Ne yapayım yani Çeviri Fransızca
133 parallel translation
Ne yapayım yani? Beni rezil etmek mi istiyorsun?
Mais ils ont été réalisés d'après vos propres croquis.
Ne yapayım yani?
Que voulez-vous?
Ne yapayım yani, kaza mı yapayım? Onu mu istiyorsun?
- Vous voulez la casser?
- Ne yapayım yani?
- J'suis pas le Bon Dieu. Démerde-toi!
- Ne yapayım yani? Ona biraz mentol koklattır, arzusunu dindirsin.
Il n'a qu'à soigner ses démangeaisons avec de la pommade.
Namus meselesiymiş onlara derdimi bir türlü anlatamıyorum ne yapayım yani öleyim mi? Haklısın.

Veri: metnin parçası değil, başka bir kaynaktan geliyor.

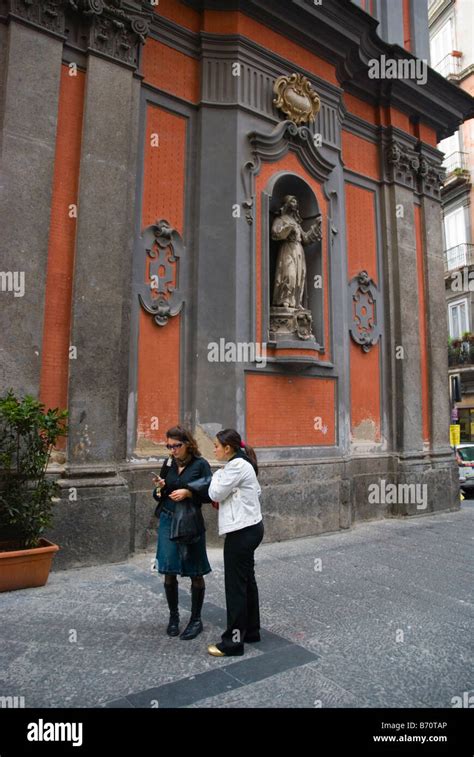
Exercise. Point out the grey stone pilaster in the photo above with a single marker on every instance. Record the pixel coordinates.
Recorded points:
(404, 319)
(103, 266)
(436, 322)
(29, 108)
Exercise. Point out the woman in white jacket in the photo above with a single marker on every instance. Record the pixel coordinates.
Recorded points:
(237, 490)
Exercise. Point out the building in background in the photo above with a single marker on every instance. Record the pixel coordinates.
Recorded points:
(452, 54)
(148, 153)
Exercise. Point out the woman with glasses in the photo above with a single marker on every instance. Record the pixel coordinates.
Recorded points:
(185, 475)
(236, 488)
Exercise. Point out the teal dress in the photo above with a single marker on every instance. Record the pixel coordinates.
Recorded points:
(175, 559)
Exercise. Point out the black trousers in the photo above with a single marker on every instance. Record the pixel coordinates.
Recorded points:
(241, 592)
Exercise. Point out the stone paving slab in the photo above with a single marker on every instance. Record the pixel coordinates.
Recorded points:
(95, 637)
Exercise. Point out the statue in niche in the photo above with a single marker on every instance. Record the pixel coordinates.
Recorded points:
(289, 314)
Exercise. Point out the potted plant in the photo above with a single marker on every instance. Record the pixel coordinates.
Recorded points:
(28, 434)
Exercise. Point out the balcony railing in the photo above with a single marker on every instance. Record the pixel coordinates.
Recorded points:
(461, 352)
(450, 65)
(459, 256)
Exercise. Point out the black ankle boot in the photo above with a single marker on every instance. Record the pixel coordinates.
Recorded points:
(194, 626)
(171, 591)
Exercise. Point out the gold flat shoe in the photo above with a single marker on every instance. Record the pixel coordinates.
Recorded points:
(212, 649)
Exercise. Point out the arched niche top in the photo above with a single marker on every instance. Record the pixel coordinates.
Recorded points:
(274, 145)
(287, 183)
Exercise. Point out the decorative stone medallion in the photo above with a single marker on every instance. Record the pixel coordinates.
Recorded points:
(364, 322)
(295, 96)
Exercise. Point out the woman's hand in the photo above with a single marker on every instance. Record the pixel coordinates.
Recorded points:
(180, 494)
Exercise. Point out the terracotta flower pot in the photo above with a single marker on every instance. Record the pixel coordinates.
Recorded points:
(25, 568)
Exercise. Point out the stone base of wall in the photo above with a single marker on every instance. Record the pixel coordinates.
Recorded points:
(113, 514)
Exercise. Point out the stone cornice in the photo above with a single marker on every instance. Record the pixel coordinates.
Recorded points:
(412, 164)
(114, 29)
(346, 36)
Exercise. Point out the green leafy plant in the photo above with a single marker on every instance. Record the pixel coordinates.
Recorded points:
(28, 434)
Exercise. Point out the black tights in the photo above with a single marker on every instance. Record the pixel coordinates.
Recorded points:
(197, 582)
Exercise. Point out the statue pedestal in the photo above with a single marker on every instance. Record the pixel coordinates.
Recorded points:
(288, 322)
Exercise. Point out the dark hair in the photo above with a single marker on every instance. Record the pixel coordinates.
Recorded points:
(231, 437)
(185, 436)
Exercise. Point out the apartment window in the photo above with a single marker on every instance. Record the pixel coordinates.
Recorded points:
(450, 146)
(458, 319)
(456, 238)
(441, 46)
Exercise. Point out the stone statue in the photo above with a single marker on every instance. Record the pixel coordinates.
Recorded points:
(290, 276)
(288, 314)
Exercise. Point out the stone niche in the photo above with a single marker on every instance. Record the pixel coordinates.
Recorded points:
(287, 329)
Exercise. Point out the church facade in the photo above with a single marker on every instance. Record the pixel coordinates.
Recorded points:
(227, 214)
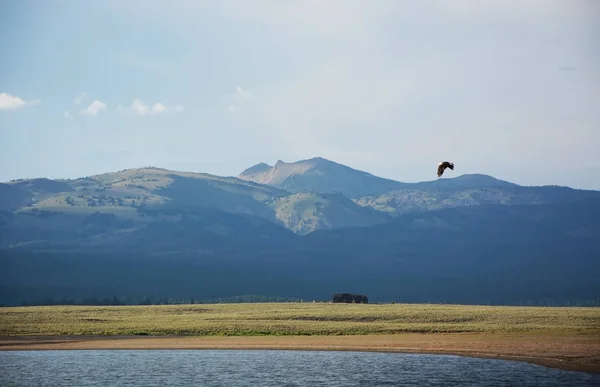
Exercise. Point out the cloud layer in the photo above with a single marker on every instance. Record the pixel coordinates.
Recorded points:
(12, 102)
(94, 108)
(139, 108)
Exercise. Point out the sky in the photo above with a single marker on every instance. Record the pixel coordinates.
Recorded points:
(505, 88)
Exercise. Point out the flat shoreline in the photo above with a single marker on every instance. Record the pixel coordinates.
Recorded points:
(572, 352)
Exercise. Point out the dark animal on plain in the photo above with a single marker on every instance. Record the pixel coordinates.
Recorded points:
(349, 298)
(442, 167)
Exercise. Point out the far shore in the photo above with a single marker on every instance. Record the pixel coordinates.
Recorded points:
(573, 352)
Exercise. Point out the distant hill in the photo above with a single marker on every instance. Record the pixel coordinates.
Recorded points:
(304, 229)
(319, 175)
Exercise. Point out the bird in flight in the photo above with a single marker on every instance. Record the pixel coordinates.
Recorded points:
(442, 167)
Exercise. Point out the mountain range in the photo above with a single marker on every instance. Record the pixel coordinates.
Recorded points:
(301, 229)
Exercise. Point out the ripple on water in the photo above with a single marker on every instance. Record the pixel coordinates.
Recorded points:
(271, 368)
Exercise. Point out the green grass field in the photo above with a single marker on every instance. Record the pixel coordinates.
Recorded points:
(293, 319)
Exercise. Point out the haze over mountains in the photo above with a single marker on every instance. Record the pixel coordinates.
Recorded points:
(302, 229)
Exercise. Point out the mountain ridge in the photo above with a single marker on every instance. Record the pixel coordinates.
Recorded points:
(147, 231)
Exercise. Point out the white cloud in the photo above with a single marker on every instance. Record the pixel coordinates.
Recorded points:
(80, 98)
(94, 108)
(138, 107)
(12, 102)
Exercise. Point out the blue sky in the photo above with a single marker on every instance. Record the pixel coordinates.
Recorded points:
(506, 88)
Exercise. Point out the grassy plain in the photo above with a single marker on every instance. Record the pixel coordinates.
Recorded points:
(565, 338)
(293, 319)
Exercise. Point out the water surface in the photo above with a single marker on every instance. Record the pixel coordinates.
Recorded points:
(271, 368)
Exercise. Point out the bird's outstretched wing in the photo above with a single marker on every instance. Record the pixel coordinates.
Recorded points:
(442, 167)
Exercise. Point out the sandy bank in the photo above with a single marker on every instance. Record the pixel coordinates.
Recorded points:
(568, 352)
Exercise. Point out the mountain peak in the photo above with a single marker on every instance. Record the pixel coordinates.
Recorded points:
(320, 175)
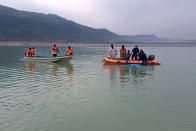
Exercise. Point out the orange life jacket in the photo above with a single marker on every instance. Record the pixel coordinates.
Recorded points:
(54, 50)
(122, 52)
(33, 52)
(27, 53)
(69, 51)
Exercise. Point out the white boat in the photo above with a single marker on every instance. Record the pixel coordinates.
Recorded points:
(49, 59)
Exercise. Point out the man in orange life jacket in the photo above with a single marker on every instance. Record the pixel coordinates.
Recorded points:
(54, 50)
(33, 51)
(69, 51)
(28, 53)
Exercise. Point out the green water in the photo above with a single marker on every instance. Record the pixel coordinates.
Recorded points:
(86, 95)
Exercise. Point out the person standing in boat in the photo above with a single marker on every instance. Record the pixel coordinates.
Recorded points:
(28, 53)
(33, 51)
(123, 52)
(135, 52)
(128, 55)
(113, 52)
(54, 50)
(69, 51)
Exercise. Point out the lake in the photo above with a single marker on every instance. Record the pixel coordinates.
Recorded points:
(86, 95)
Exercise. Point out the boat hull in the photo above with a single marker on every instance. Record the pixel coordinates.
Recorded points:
(108, 60)
(49, 59)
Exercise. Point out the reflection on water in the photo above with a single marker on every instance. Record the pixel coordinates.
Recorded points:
(31, 67)
(134, 74)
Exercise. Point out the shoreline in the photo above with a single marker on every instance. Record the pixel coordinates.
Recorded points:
(36, 44)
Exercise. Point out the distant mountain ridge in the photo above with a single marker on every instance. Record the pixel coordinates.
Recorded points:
(16, 25)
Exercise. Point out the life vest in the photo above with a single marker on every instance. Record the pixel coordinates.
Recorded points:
(69, 51)
(33, 52)
(123, 52)
(54, 50)
(27, 53)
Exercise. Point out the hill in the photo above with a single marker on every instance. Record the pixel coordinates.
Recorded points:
(17, 25)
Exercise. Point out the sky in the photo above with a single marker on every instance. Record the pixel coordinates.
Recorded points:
(174, 19)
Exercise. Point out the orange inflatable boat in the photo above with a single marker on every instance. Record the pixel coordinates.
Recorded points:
(109, 60)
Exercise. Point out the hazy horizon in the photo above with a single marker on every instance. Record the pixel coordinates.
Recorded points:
(170, 19)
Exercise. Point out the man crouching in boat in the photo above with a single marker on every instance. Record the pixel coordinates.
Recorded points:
(28, 53)
(113, 52)
(54, 50)
(69, 51)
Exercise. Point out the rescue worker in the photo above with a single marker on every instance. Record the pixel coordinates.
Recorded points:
(135, 52)
(128, 55)
(69, 51)
(140, 54)
(123, 52)
(54, 50)
(113, 51)
(144, 58)
(33, 51)
(28, 53)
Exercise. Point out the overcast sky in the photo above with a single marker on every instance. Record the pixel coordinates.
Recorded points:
(164, 18)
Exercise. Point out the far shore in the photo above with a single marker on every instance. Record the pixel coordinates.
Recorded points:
(36, 44)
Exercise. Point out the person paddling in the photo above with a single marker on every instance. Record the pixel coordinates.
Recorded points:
(135, 52)
(54, 50)
(28, 53)
(128, 55)
(69, 51)
(113, 52)
(123, 52)
(33, 51)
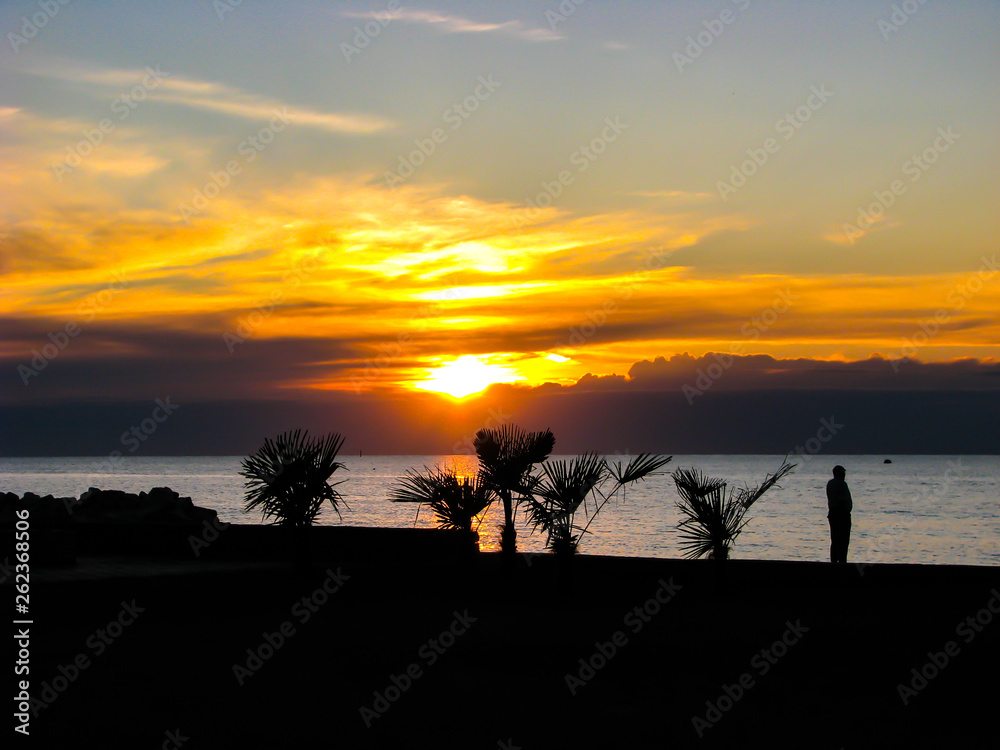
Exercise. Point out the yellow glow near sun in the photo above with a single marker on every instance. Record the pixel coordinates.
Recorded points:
(466, 375)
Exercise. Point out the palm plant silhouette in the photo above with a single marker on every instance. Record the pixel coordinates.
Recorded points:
(507, 455)
(457, 501)
(564, 486)
(288, 478)
(713, 514)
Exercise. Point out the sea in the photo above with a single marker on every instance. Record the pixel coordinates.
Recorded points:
(915, 509)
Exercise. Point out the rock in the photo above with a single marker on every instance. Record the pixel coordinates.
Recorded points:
(43, 511)
(161, 505)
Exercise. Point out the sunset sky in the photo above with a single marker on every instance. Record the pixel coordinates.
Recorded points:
(351, 207)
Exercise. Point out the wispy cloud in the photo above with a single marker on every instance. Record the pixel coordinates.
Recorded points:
(212, 96)
(450, 24)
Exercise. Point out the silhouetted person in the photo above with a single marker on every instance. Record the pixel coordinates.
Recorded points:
(839, 503)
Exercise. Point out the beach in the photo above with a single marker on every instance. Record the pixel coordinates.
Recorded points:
(456, 650)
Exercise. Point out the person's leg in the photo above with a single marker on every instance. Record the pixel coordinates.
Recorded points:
(838, 551)
(847, 538)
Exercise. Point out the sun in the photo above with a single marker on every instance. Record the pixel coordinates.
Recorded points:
(466, 375)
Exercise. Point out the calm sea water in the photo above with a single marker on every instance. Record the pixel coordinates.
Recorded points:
(918, 509)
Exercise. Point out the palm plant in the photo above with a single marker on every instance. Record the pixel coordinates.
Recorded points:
(456, 500)
(564, 486)
(713, 514)
(506, 457)
(288, 478)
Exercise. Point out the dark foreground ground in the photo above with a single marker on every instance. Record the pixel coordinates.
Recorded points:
(498, 679)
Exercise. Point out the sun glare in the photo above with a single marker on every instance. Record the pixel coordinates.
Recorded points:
(466, 375)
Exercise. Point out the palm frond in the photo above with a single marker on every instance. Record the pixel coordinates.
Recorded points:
(456, 501)
(288, 477)
(713, 515)
(747, 496)
(641, 466)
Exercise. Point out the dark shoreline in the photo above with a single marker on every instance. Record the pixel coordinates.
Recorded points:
(505, 676)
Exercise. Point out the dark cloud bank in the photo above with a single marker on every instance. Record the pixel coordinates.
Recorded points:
(228, 402)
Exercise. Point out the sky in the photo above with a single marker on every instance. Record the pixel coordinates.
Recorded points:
(636, 223)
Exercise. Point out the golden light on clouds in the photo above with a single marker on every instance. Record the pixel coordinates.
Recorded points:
(466, 375)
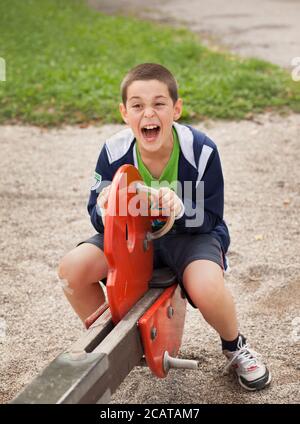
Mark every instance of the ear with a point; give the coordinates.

Ils préfèreraient que je me tue et qu'on en parle plus?
Fidyeyi ödeyerek kendi ipimi çekmiş olurum. Ne yapayım yani?
Payer revient à me suicider.
Ne yapayım yani?
Que veux-tu que je fasse?
Gece yarısı ne yapayım yani, kaptanı mı öpeyim?
Et à Minuit, c'est moi qui embrasserai le Commandant?
Ne yapayım yani, lambayı telefondan mı ittireyim?
Je dois lui passer la lampe par téléphone?
Ne yapayım yani sabah Stuttgart'a uçacaksan?
Ne me dites pas que vous avez un vol pour Stuttgart demain matin.
Ne yapayım yani?
Que voulez-vous que je fasse?
Ne yapayım yani, yolun ortasında mı durayım?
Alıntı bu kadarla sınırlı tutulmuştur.